Polish Roman Catholic saint

Piotr Edward Dańkowski (born June 21, 1908, in Jordanów, died on April 3, 1942, in Auschwitz) is a Polish Catholic saint who is one of the 108 Martyrs of World War II beatified by Pope John Paul II. He is the patron saint of clerics and priests of the Archdiocese of Krakow.

==Biography==

His father worked as a shoemaker and he was raised on a farm. He graduated from the gymnasium in Nowy Targ and in 1926, he entered the Major Seminary of the Archdiocese of Krakow. He studied theology at Jagiellonian University and was ordained a priest on February 1, 1931, at the Church of St. Anna.

Dańkowski worked as a priest in the various Polish parishes in the 1930s. In Zakopane, he was a religious instructor at the gymnasium and high school, as well as being a confessor of the Albertine Sisters and was involved in social work.

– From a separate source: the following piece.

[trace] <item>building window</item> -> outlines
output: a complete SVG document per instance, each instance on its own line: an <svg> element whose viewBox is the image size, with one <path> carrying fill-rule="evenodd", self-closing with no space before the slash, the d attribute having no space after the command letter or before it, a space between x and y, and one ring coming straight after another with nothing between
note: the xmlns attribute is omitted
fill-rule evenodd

During the war, he was active in the Polish Resistance ZWZ under the pseudonym "Jordan". Together with his brother Stanisław, he translated allied radio and helped edit ZWZ pamphlets. He was arrested on May 10, 1941, and subjected to interrogation in the Gestapo headquarters in Zakopane. He was held in a prison in Tarnów, and in December 1941 he was transferred to the Auschwitz concentration camp. He was given the camp number 24 529 and was transferred into Auschwitz III subcamp working on the early construction of the Buna Werke factory of the IG Farben complex in the camp.

He died sick and exhausted after being beaten by a Kapo with a trunk tied to his shoulders on April 3, 1942, Good Friday. His last words to a friend were "See you in the Kingdom of God!"
His body was destroyed in the crematorium.

He was beatified along with 108 other martyrs of World War II on June 13, 1999, by Pope John Paul II.